A 22-person Silicon Valley start-up has a plan to build Mini Nuclear Reactors, powered by the waste of conventional nuclear reactors and housed in aesthetically pleasing A-frame structures. Alex Gilbert, a project manager for nuclear power think tank the Nuclear Innovation Alliance said that the Microreactors are an innovation that completely flips the technology story for nuclear energy.
The nuclear energy producers aimed to be competitive with economies of scale which means they save money by being massive. This strategy results in construction projects being mired in delays and cost overruns, like the Vogtle nuclear power plant in Georgia, where estimates for the project have ballooned from $14 billion to an estimated $27 billion or more.

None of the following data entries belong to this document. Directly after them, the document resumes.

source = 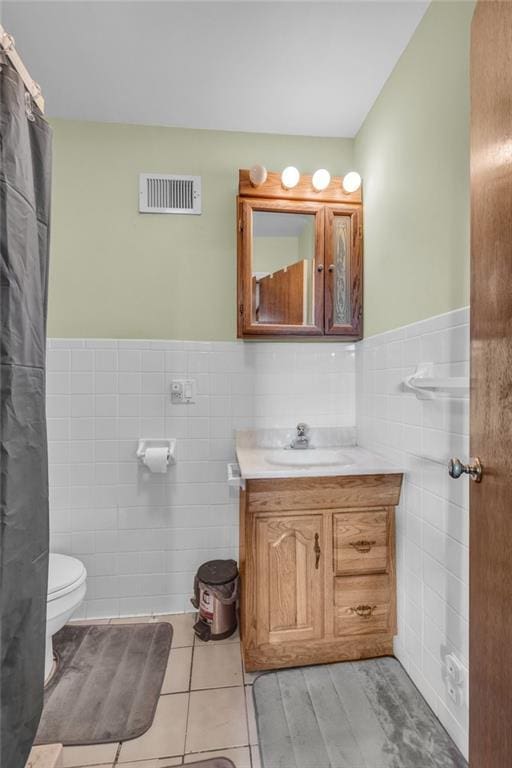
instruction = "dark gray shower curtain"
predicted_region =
[0,58,51,768]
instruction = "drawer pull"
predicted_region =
[350,539,377,552]
[350,605,377,619]
[314,533,322,570]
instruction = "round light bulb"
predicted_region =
[311,168,331,192]
[249,165,268,187]
[341,171,361,194]
[281,165,300,189]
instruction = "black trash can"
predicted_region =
[191,560,239,641]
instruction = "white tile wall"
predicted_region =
[47,339,355,617]
[356,309,469,756]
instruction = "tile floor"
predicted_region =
[63,613,261,768]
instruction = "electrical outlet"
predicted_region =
[446,678,462,704]
[444,653,464,685]
[443,653,468,707]
[171,379,196,405]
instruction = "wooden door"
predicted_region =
[469,1,512,768]
[324,205,363,339]
[256,515,324,645]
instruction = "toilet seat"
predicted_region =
[47,552,87,602]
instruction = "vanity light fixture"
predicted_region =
[311,168,331,192]
[341,171,361,194]
[249,165,268,187]
[281,165,300,189]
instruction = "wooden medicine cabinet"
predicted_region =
[237,170,363,341]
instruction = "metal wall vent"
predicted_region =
[139,173,201,213]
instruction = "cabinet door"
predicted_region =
[256,515,324,645]
[238,199,324,337]
[325,206,363,338]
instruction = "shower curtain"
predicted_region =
[0,57,51,768]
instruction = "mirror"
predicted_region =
[252,211,315,325]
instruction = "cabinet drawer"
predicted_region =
[333,509,388,575]
[334,574,392,637]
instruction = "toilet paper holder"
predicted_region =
[135,437,176,466]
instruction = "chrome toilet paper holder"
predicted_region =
[135,437,176,466]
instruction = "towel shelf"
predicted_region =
[403,363,469,400]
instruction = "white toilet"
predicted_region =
[44,553,87,681]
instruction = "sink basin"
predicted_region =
[265,448,354,467]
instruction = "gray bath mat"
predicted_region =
[253,658,467,768]
[35,622,172,746]
[185,757,235,768]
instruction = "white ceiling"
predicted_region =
[2,0,428,137]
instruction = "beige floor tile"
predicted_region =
[153,613,196,648]
[185,747,251,768]
[162,646,193,693]
[69,763,114,768]
[245,685,258,744]
[62,742,119,768]
[196,627,240,646]
[191,643,243,691]
[251,747,261,768]
[185,686,249,754]
[116,755,183,768]
[69,619,110,624]
[25,744,62,768]
[118,693,188,763]
[244,669,262,685]
[110,616,153,624]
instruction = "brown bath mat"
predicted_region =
[35,622,172,746]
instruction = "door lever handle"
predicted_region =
[448,456,483,483]
[313,533,322,570]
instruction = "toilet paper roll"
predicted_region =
[144,446,169,473]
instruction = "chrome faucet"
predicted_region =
[290,421,309,450]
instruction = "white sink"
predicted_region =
[265,448,354,467]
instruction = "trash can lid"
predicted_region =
[197,560,238,586]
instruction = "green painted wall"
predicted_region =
[48,120,353,340]
[355,2,474,336]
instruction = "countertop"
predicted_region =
[236,428,404,480]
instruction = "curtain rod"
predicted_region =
[0,24,44,114]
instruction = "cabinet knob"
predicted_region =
[350,539,377,553]
[350,605,377,619]
[448,457,483,483]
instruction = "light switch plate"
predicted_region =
[171,379,196,405]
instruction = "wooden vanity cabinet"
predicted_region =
[240,474,402,671]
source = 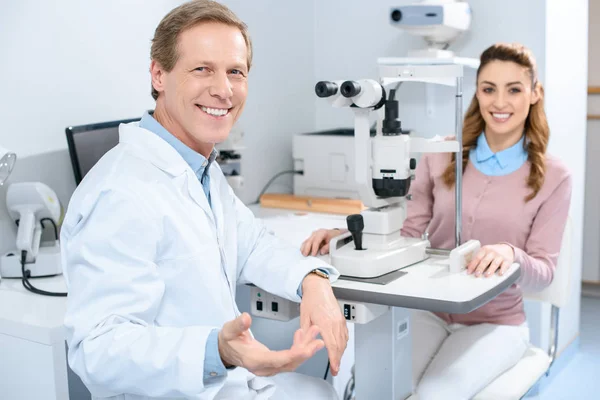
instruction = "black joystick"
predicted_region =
[346,214,365,250]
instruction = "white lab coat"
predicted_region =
[61,123,339,400]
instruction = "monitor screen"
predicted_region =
[65,118,140,185]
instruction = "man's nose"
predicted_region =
[210,73,233,100]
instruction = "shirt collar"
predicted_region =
[140,112,218,174]
[475,133,527,168]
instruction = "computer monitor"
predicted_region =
[65,112,152,185]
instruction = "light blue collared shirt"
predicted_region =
[140,112,217,208]
[469,133,528,176]
[140,112,227,386]
[140,112,329,386]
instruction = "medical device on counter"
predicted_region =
[0,182,66,296]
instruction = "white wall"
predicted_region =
[314,0,545,136]
[588,0,600,86]
[583,0,600,283]
[222,0,315,203]
[0,0,175,158]
[544,0,588,349]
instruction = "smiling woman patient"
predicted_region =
[302,44,571,400]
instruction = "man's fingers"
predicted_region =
[321,324,342,373]
[221,313,252,340]
[475,252,496,277]
[300,311,310,331]
[485,256,503,277]
[467,249,487,274]
[300,238,310,257]
[500,260,511,276]
[312,231,326,257]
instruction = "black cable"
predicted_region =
[17,218,67,297]
[323,361,329,380]
[252,170,304,204]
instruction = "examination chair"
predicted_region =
[343,217,572,400]
[473,217,572,400]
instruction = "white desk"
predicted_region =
[0,276,69,400]
[252,207,520,400]
[0,207,519,400]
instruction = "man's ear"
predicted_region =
[150,60,165,93]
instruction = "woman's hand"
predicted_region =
[467,243,515,278]
[300,229,343,257]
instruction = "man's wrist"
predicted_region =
[217,331,235,369]
[302,269,329,292]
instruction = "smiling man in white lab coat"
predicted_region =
[61,1,348,400]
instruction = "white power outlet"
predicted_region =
[338,300,391,324]
[250,286,300,321]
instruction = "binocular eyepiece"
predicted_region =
[315,81,361,97]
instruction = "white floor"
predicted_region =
[527,297,600,400]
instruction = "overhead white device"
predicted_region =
[390,0,471,58]
[0,182,62,278]
[0,146,17,186]
[315,59,464,278]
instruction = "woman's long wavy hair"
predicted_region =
[442,44,550,201]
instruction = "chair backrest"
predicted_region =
[525,216,573,308]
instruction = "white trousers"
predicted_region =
[411,311,529,400]
[215,372,339,400]
[271,372,339,400]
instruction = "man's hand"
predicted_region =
[219,313,324,376]
[300,274,348,376]
[300,229,345,257]
[467,244,515,278]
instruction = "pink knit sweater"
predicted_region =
[402,154,571,325]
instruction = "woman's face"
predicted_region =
[476,60,539,137]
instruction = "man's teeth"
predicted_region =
[200,106,229,117]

Gilbert added that the Mini Nuclear Reactors promise to turn this paradigm on its head by approaching cost competitiveness through technological learning. Oklo is the brainchild of the husband-and-wife co-founder team, Jacob DeWitte and Caroline Cochran, who met when they were teaching assistants in 2009 for the Massachusetts Institute of Technology’s Reactor Technology Course for utility executives with nuclear power plants as part of their grid.
Oklo is planning to build a specific kind of nuclear power generator called a fast reactor that is meant to be more efficient than traditional generators, allowing it to get energy out of spent fissile fuel.DeWitte said that in nuclear fission when a larger atom is split into two, the resulting smaller nuclei are going about 15,000 kilometers per second.Marc Nichol, NEI’s senior director of new reactor deployment and the project lead for the 2019 report, said that a fast reactor operates in a way that does not slow down the neutrons. When companies use thermal reactors they contain a moderator, water in today’s reactors, that slows down the neutrons.